Do you ever wonder if you are really young at heart? I mean I'm young but I'm not as young as I used to be five years ago or five minutes ago. But as a dear friend said to me, "I will never be as young as I am at this moment."
I don't know exactly why we want to be so young. I mean do you remember yourself like ten or fifteen years ago? Do you remember some of the stupid things you did? I mean I'm not saying the younger you are the stupider you are, but I am kinda saying that aren't I?
When I'm fifty I will think it was kinda dumb to worry about the things that I worry about now. But when I'm fifty I will wish sometimes that I was thirty-eight. When you really look at it closely I have somehow kept myself alive for thirty-eight years. That in itself is sort of magical.
I mean if we are all animals, which in a a great sense we are, we have somehow managed to feed and shelter and clothe ourselves for X amount of years. That in itself is amazing. On top of it we have managed to get educations and jobs and marriages and kids etc.
They say youth is wasted on the young, but is it really? When I was like thirteen I went on a diet and I wanted some cookies. I decided I could not afford those cookies so I tried to throw them up. I couldn't make myself throw up for some reason, I believe at that moment I was saved from a bout of bulimia. I probably would have kept throwing up everyday if I could at that time in my life. I was that stupid.
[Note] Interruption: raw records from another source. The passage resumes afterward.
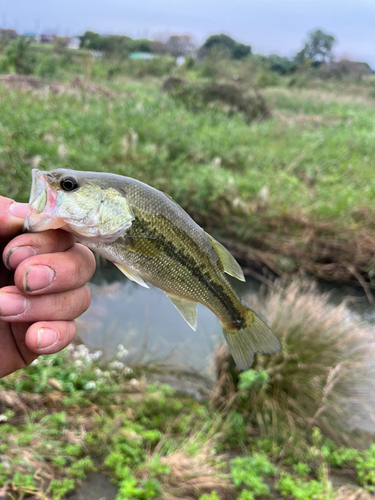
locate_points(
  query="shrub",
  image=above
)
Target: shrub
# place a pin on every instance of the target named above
(46, 66)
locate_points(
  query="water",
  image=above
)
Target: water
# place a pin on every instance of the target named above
(146, 323)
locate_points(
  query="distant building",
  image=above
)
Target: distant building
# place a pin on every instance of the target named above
(180, 60)
(46, 38)
(141, 55)
(74, 43)
(30, 34)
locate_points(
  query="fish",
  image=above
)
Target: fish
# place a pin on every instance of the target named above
(152, 240)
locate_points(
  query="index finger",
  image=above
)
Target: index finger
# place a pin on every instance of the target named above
(12, 215)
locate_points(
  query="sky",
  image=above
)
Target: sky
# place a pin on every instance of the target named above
(269, 26)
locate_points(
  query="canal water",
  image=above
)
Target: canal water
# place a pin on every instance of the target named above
(150, 328)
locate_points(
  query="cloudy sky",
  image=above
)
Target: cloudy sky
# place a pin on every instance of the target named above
(269, 26)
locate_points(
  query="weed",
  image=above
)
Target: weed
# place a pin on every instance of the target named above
(323, 369)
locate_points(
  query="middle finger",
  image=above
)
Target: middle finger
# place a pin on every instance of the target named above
(15, 307)
(55, 272)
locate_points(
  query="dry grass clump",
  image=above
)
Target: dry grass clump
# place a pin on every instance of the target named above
(347, 493)
(192, 475)
(238, 99)
(76, 85)
(324, 375)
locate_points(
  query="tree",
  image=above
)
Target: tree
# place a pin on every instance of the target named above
(318, 47)
(91, 40)
(19, 55)
(7, 35)
(225, 43)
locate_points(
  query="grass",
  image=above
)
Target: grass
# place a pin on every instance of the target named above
(323, 376)
(292, 193)
(294, 187)
(60, 425)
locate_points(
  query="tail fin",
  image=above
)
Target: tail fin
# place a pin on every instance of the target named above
(254, 336)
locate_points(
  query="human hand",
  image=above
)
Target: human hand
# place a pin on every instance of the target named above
(42, 289)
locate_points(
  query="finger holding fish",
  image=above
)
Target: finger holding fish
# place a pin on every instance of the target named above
(150, 238)
(16, 307)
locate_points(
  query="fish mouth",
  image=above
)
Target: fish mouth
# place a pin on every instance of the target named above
(41, 205)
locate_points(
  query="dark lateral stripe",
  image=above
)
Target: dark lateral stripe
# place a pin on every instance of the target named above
(185, 260)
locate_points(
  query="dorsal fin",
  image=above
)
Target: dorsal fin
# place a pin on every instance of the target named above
(231, 266)
(131, 275)
(187, 309)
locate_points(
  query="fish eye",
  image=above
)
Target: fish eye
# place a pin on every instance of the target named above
(68, 184)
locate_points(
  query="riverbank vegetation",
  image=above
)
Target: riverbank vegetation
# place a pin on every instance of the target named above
(283, 429)
(287, 189)
(290, 193)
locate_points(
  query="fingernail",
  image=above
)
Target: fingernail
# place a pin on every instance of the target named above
(12, 304)
(18, 209)
(46, 337)
(37, 278)
(15, 256)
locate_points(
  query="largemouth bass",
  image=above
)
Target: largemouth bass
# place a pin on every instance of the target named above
(150, 238)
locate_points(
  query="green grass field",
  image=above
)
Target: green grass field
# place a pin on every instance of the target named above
(298, 184)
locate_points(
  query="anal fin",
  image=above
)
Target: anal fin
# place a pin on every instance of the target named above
(130, 274)
(187, 309)
(230, 265)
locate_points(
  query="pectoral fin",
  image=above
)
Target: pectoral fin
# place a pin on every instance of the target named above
(130, 274)
(231, 266)
(188, 310)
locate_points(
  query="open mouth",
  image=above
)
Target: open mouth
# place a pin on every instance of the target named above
(37, 202)
(38, 194)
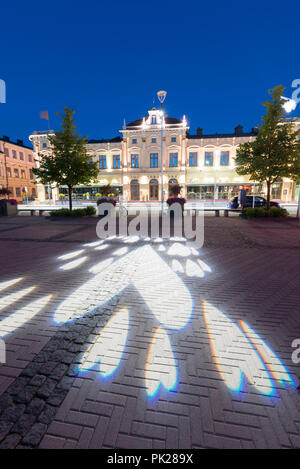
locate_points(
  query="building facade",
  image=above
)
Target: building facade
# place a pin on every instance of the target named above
(204, 165)
(16, 163)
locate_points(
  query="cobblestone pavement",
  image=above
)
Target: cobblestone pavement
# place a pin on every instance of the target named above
(132, 343)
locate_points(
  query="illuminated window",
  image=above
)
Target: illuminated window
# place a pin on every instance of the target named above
(153, 160)
(193, 159)
(224, 160)
(209, 158)
(116, 161)
(134, 161)
(173, 160)
(102, 161)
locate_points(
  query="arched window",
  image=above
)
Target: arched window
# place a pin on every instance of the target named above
(135, 189)
(153, 189)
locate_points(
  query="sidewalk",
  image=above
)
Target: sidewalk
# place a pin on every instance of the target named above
(130, 343)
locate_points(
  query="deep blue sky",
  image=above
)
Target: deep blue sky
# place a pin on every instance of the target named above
(107, 59)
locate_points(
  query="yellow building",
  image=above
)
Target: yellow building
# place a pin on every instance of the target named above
(204, 165)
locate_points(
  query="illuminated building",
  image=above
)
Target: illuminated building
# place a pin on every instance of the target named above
(204, 165)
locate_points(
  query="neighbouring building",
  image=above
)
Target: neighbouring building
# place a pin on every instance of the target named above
(16, 163)
(204, 165)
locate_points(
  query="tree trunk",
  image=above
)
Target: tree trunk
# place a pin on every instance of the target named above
(268, 194)
(70, 197)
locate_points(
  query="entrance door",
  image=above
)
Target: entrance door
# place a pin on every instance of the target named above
(153, 189)
(135, 190)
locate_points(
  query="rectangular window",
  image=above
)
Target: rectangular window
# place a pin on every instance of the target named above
(116, 161)
(209, 158)
(193, 159)
(153, 160)
(224, 160)
(173, 160)
(134, 161)
(102, 161)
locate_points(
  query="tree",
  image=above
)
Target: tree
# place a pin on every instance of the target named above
(275, 151)
(68, 162)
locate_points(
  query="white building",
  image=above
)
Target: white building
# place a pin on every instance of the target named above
(204, 165)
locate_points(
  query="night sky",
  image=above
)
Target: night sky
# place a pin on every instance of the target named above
(106, 60)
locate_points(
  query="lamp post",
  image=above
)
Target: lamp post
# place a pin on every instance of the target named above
(161, 96)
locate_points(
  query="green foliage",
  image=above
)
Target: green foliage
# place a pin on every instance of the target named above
(258, 212)
(78, 212)
(68, 163)
(275, 151)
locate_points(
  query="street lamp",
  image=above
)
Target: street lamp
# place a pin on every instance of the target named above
(162, 96)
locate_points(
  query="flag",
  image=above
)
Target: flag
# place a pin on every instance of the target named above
(44, 115)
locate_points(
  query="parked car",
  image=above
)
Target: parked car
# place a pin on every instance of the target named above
(258, 202)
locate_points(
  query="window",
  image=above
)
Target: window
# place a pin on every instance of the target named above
(209, 158)
(173, 160)
(224, 161)
(134, 161)
(116, 161)
(153, 160)
(102, 161)
(193, 159)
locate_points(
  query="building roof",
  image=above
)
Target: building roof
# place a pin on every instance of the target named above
(168, 121)
(18, 143)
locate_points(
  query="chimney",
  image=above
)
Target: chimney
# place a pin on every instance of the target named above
(238, 130)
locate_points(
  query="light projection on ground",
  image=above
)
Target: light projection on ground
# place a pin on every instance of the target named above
(240, 354)
(107, 348)
(158, 273)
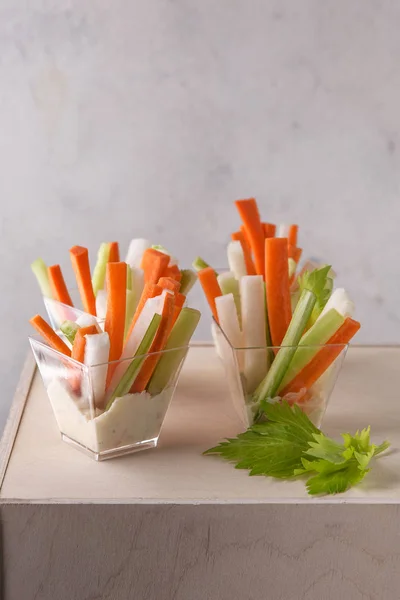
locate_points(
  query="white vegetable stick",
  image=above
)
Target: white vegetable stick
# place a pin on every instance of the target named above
(87, 320)
(101, 304)
(254, 329)
(236, 259)
(135, 252)
(228, 319)
(340, 301)
(97, 351)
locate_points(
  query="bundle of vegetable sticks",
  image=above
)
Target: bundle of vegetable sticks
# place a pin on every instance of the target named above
(144, 313)
(292, 322)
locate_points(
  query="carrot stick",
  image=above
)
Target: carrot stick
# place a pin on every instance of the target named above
(269, 229)
(238, 236)
(323, 359)
(58, 286)
(174, 272)
(116, 307)
(80, 264)
(211, 289)
(78, 348)
(150, 290)
(154, 265)
(278, 291)
(248, 212)
(158, 345)
(49, 335)
(292, 235)
(114, 252)
(168, 283)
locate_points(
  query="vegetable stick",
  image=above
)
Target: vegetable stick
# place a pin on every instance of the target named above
(167, 283)
(97, 351)
(157, 346)
(238, 236)
(114, 252)
(137, 247)
(135, 366)
(209, 283)
(175, 350)
(228, 319)
(116, 307)
(292, 235)
(323, 359)
(49, 335)
(39, 269)
(154, 265)
(58, 287)
(78, 348)
(80, 263)
(270, 384)
(277, 288)
(310, 343)
(248, 212)
(188, 280)
(236, 259)
(150, 290)
(254, 329)
(99, 272)
(269, 229)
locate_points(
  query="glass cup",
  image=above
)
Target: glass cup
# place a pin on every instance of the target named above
(101, 423)
(310, 388)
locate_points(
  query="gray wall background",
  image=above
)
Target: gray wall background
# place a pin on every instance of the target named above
(132, 118)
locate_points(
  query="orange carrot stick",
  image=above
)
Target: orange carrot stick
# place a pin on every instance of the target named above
(49, 335)
(278, 291)
(211, 289)
(292, 235)
(323, 359)
(157, 346)
(248, 212)
(154, 265)
(80, 264)
(150, 290)
(238, 236)
(168, 283)
(78, 348)
(116, 307)
(114, 252)
(58, 286)
(269, 229)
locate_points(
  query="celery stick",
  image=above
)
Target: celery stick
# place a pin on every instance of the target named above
(230, 285)
(188, 280)
(69, 329)
(130, 310)
(40, 271)
(270, 384)
(322, 330)
(179, 338)
(132, 371)
(99, 273)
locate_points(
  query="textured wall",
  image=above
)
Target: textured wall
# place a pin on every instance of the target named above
(149, 117)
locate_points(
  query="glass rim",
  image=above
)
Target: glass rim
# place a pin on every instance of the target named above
(64, 357)
(266, 347)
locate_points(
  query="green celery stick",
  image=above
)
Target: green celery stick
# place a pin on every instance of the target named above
(130, 309)
(230, 285)
(69, 329)
(133, 370)
(39, 269)
(188, 280)
(317, 335)
(270, 384)
(179, 338)
(99, 273)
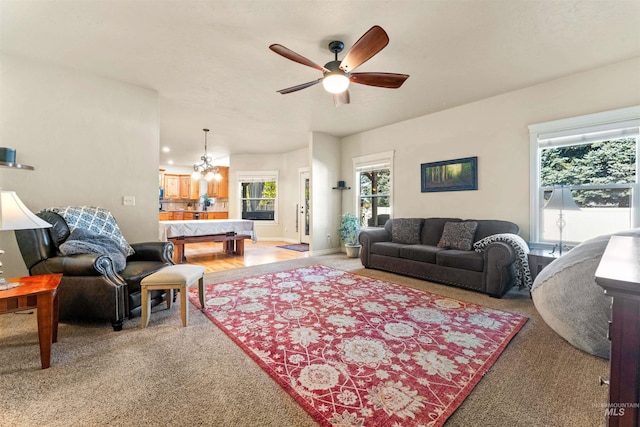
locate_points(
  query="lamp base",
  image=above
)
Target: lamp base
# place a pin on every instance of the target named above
(560, 249)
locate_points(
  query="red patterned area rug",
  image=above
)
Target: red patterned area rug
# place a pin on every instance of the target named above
(358, 351)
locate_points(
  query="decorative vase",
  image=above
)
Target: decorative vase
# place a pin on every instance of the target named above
(353, 250)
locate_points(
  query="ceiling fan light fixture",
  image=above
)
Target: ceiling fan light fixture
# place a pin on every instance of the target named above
(206, 169)
(335, 82)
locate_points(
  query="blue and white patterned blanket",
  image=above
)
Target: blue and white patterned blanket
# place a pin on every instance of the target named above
(98, 220)
(523, 273)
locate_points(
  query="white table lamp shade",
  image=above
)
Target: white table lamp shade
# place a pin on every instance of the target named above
(14, 215)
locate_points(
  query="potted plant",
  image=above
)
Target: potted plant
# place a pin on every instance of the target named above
(349, 231)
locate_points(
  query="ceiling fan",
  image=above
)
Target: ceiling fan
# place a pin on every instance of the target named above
(338, 74)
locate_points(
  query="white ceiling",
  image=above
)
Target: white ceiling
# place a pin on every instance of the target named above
(210, 64)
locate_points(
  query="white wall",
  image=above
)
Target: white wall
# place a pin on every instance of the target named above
(495, 130)
(91, 141)
(326, 203)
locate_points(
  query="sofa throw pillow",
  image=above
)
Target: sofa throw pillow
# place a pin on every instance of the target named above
(83, 241)
(96, 219)
(406, 230)
(458, 235)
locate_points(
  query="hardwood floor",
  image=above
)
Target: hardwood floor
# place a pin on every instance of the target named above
(212, 258)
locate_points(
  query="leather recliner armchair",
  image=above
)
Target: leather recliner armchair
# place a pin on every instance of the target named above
(90, 288)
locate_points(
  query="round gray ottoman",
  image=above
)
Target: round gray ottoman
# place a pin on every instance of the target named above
(569, 300)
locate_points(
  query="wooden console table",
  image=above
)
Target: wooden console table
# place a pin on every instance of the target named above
(41, 293)
(619, 274)
(233, 243)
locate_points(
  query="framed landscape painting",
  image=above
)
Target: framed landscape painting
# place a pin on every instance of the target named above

I was that young. I didn't even know there was a name for that.
But you don't have to be young to be stupid, there are a lot of people who are older who do things worse than throwing up their food. They drink themselves to death. When I was in college we used to drink a lot more than I drink now. If I met people now who drank as much as the people I met in college, I would think they were crazy. Back then I just thought they were having fun.
To a great amount of young people smoking pot and drinking is the only way to have fun. Sometimes it takes getting older to realize there is more to life than that. Unfortunately for some, they never get over it and they can't laugh without a substance. I think that's kinda sad. Is it 'cause I'm too old to understand?
Now that I'm in my late thirties, I laugh like I did when I was in preschool without the assistance of any substance. I literally sometimes laugh to the point of crying, just by joking around. I remember laughing that hard in preschool and getting in trouble for not taking school seriously. Is my laughing young, or is it old?
Maybe it is timeless. Maybe we are timeless. Maybe sometimes when we act like kids and play, we are wise enough to know that there is beauty in that.
When I was in my twenties I was thinner than I am now and got more attention from men. But I was waaay more insecure about my very self at that time. I always worried that people didn't really like me. Now that I'm older I worry that I won't like other people. If you don't like me, than don't like me. I don't care. I used to care what others thought of me, now I care what I think of others.
I don't necessarily think life is a school. I think it is an experience. I think in our heart of hearts there is a priceless wisdom that knows everything. If we tap into our intuition we will probably hit that wisdom. Kids seem to have it and they haven't been to college yet, but some of them know how to just be. To be happy.
We unlearn a lot as we get older. But most of all we experience a lot and sometimes that leads to unhappiness, and sometimes it leads to a wisdom that happiness can only be found by understanding our timeless nature.
We are not young or old, we just are. Who knows how many thousands of billions of trillions of years our souls have been alive. We are made, at least I think, of the substance of god, and he was never not alive.
I mean I know we think of god as an old guy, but imagine if we pull the curtain and he's a kid. Laughing his ass off. Playing a video game called Earth. He's playing us. This is his game, he plays Earth for fun. When you play a video game, you don't care if your avatars are young, old, or even if they die. You just play another round.
So if we are characters is god's video game, or movie, or book, let's realize that's it's just that, a game. Maybe we came here to enjoy ourselves. I doubt we came here to suffer.
I suffered internally a lot more when I was younger. I have bigger worries now it is true, but I don't suffer about the little stuff as much. Am I a kid at heart or am I an old soul?
Who knows, I just want to live. At the end of my days, when there is no doubt that I'm damn old, I want to say that I lived. That I was young and sometimes I was old. Either way, it had nothing to do with how many years my age was, it had to do with my state of mind. Sometimes I didn't have a care in the world, like a kid playing pretend. Sometimes I understood everything, like an old man playing chess.
Either way, I'm just playing here. My real self has no age.
I'm not going to get into the fact that there is no such thing as time, because I have issues comprehending that myself. But I believe it. If Now is the only moment and there is no time, than what the fuck are you worried about right now? Tell me, do you really have time for it?